Sunday, August 4, 2013

The Puzzle of the Pepper Tree by Stuart Palmer

44. The Puzzle of the Pepper Tree - book 4 in the Hildegarde Withers series
by Stuart Palmer
mystery, 1933

Kindle book
finished 8/4/13



Until I read this book, the following song was my only knowledge of Santa Catalina Island, California - 26 Miles (Santa Catalina) by The Four Preps, a song that came out when I was ten years old. It played in my head the whole time I was reading the book.



In the decade before The Puzzle of the Pepper Tree was published, the island was developed as a tourist resort by William Wrigley, Jr. of chewing gum fame. Gum was an important clue in the book.




And the poison in the book, aconitine comes from this little beauty, monkshood. Another name for it is 'the queen of poisons.'




From the Santa Catalina webpage:

Santa Catalina Island has served as the location for the filming of over 500 motion pictures, documentaries, television programs and commercials over the past 90 years.  Of those 500, approximately 300 were motion picture productions.  Beginning as early as 1911 and continuing with great momentum through the Silent Film era and the introduction of sound to motion pictures, the Island served as location for more than 225 films.
A character in The Puzzle of the Pepper Tree, Ralph O. Tate is a Hollywood director who is shooting a movie on Catalina, and Phyllis La Fond is
A vivacious blonde who's down on her luck and admits she'd do almost anything to make it in the movies.
Including murder???

A tourist possibility today:
For 2012 we are proud to introduce a number of new expeditions and thrills for your Island vacation, including: Night Zipping, Rock Climbing Tower, Ocean Expeditions and extreme excursions into Catalina Island’s interior in our new eco-friendly, biofuel burning H1 Hummers.
Miss Hildegarde Withers along with another character made her own adventure, thank you very much. They climbed miles of barely accessible rocky land in the rain. They could have easily never been found. A Hummer would have been most welcome that day. She wasn't looking for a thrill, she was trying to solve a murder!

The title comes from
A smooth-limbed, virginal young pepper tree dominated the view from Miss Withers' window at the hotel. … The vacationing schoolma'am had come to take a special interest in this little pepper tree. 
 A California pepper tree




This fourth book in the series finds our heroine solving a case without her friend Inspector Oscar Piper. When she finds out the murder has Manhattan/New Jersey connections, she gets in touch and he takes a train to come out. It is so refreshing, in the 1930s and even now, to see a man and woman on such equal footing. They are friends who share a mutual respect and trust for one another. Neither of them is involved with anyone romantically, so all their energies go into their friendship and their jobs. Neither one is a super-hero. They are regular people doing their best without needing the limelight. The article I linked to in the July Reading post was written in 1996, and lamented how unknown the much acclaimed Stuart Palmer was then.
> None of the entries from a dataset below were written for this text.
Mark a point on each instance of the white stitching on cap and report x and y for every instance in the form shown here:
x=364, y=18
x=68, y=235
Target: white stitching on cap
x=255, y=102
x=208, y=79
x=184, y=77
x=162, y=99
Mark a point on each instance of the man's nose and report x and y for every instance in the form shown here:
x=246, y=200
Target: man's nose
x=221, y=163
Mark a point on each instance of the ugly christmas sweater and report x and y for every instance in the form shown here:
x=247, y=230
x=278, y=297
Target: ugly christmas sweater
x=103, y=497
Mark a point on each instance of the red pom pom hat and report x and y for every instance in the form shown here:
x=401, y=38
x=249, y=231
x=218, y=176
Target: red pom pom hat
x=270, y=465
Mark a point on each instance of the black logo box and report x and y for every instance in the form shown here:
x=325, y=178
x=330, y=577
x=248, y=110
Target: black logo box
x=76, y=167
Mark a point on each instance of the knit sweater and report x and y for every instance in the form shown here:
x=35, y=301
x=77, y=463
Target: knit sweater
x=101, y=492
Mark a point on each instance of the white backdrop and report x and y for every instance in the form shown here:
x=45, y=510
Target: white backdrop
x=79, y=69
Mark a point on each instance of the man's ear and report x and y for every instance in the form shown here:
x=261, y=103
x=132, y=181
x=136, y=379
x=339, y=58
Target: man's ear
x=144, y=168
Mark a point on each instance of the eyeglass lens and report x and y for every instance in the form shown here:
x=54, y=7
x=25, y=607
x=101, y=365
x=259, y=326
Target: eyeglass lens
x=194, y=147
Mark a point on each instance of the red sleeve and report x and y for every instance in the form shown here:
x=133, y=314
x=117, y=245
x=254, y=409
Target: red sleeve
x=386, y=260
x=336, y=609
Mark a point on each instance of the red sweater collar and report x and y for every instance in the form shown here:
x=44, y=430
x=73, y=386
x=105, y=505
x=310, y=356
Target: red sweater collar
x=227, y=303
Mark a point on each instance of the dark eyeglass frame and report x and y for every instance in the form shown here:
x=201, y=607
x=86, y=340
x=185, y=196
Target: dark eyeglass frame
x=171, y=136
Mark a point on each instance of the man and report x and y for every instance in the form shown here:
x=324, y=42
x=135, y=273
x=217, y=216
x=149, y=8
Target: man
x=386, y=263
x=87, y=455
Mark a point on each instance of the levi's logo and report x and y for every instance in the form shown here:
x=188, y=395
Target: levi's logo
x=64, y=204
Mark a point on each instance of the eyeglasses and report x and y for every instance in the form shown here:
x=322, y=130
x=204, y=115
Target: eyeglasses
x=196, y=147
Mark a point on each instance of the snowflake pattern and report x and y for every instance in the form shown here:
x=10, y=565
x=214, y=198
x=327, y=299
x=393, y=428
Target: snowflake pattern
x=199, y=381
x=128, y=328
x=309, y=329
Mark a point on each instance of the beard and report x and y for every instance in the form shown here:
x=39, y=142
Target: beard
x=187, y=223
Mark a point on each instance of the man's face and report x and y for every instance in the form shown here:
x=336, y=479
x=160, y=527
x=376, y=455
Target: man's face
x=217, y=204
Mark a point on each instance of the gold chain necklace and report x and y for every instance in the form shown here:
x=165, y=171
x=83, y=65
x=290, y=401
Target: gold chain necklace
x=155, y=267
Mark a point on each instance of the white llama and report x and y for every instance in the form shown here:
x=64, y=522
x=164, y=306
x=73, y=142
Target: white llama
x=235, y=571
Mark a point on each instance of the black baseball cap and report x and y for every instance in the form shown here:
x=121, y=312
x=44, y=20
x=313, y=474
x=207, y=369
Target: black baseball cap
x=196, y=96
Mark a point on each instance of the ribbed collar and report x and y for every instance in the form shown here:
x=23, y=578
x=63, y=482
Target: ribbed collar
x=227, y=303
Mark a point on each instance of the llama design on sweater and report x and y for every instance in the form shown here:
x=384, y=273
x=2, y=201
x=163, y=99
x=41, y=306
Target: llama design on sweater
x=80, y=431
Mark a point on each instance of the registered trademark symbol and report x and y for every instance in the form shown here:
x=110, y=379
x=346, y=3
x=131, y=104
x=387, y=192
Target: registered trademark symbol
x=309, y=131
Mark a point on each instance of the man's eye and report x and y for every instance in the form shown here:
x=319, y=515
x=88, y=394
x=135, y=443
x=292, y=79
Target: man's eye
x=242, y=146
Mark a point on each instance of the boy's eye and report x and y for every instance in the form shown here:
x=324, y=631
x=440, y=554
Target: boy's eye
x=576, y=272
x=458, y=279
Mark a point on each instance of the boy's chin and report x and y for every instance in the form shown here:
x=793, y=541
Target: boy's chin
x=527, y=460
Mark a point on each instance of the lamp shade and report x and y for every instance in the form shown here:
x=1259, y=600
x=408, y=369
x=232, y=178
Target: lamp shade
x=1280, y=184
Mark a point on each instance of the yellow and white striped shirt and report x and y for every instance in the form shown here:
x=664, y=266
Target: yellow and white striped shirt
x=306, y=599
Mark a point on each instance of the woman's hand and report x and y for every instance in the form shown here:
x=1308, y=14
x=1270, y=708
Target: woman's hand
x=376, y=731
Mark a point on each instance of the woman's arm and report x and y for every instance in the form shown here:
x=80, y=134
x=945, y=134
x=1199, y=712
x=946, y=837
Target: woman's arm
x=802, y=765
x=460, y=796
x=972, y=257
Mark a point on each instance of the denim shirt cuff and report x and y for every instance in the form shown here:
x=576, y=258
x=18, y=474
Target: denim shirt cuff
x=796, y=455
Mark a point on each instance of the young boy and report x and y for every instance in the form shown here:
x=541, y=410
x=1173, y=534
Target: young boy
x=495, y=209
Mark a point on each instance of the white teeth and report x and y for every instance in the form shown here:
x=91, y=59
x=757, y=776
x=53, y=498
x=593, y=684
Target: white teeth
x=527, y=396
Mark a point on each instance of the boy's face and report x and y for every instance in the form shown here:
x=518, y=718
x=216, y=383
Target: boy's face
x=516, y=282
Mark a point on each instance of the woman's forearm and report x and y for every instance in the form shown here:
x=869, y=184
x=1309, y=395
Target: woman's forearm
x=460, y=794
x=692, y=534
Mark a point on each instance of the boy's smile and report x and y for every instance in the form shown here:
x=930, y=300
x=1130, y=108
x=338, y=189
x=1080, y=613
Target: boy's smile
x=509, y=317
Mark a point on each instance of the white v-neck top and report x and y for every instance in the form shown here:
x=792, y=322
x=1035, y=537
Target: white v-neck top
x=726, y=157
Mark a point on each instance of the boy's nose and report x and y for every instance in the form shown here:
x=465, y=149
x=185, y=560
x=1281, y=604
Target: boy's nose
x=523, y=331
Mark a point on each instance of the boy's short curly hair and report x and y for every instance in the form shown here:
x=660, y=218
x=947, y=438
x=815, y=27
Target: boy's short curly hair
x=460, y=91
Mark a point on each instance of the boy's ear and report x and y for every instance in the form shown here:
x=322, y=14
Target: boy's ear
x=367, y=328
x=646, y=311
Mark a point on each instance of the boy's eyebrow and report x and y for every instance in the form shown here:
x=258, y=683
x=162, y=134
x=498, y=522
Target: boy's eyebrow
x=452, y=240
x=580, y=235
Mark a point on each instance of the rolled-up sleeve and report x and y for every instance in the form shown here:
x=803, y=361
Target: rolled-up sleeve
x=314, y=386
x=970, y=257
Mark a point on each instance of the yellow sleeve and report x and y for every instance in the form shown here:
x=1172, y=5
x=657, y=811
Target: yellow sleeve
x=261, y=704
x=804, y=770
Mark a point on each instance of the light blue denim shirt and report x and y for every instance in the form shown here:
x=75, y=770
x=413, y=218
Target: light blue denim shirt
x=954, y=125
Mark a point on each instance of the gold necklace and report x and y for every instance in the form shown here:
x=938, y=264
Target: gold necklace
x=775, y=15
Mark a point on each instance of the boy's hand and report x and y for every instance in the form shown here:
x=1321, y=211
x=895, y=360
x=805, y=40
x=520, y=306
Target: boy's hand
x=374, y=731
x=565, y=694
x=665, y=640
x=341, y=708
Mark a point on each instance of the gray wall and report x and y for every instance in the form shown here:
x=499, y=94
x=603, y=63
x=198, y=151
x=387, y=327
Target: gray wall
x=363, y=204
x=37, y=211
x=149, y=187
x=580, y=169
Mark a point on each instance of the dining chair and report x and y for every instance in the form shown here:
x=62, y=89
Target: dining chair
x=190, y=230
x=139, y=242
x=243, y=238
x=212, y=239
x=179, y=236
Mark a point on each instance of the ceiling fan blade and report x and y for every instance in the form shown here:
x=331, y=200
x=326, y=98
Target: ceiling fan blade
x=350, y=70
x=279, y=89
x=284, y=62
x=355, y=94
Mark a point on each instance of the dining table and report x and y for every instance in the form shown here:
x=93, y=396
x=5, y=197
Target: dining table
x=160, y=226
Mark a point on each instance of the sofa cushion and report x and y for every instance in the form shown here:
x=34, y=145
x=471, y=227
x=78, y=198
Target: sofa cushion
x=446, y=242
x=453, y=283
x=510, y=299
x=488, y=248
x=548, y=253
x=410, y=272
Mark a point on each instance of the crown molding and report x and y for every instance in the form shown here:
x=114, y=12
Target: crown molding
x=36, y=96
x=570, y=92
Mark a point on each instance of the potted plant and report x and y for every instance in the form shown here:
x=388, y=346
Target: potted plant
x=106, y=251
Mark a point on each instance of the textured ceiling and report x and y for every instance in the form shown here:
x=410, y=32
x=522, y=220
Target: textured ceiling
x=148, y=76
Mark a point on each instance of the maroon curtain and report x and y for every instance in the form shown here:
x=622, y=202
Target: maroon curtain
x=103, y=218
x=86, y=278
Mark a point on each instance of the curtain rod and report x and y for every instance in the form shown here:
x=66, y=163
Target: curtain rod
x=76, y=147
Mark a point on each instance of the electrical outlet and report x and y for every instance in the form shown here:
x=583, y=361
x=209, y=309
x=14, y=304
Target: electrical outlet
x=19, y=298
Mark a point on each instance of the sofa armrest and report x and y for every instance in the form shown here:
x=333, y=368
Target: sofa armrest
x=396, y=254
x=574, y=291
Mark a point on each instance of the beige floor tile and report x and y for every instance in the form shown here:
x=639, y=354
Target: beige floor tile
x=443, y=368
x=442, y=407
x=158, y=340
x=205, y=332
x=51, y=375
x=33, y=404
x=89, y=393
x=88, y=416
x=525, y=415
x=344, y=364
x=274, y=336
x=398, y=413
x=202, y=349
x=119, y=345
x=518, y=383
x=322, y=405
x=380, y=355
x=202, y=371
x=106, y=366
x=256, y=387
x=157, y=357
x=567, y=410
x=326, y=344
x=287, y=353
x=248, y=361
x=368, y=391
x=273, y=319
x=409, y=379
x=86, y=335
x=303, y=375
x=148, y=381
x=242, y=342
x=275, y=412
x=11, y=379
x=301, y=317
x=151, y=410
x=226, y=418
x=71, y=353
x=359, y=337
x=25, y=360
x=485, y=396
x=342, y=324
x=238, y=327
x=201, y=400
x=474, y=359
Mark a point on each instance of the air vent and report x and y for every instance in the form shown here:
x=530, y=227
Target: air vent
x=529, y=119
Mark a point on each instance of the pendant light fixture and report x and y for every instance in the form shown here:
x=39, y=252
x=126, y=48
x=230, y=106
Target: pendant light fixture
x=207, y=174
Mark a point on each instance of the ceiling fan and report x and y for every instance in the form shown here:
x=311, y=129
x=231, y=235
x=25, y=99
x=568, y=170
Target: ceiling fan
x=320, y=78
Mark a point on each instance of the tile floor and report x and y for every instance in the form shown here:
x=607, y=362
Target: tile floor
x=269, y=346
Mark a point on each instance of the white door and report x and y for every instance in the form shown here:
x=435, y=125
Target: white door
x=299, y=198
I'm hoping that with these new Kindle editions more and more people will read his fine work. These are mysteries of the highest quality.

3 comments:

  1. I honeymooned on Santa Catalina in 1981. I've been two other times since then. The second time, I was almost 5 months pregnant and wound up with a terrible stomach flu while we there. Awful. Rod and I went sometime in the late 80s. Fun little island! :)

    Love your new header!

    ReplyDelete
  2. And, yes, I'm familiar with that song!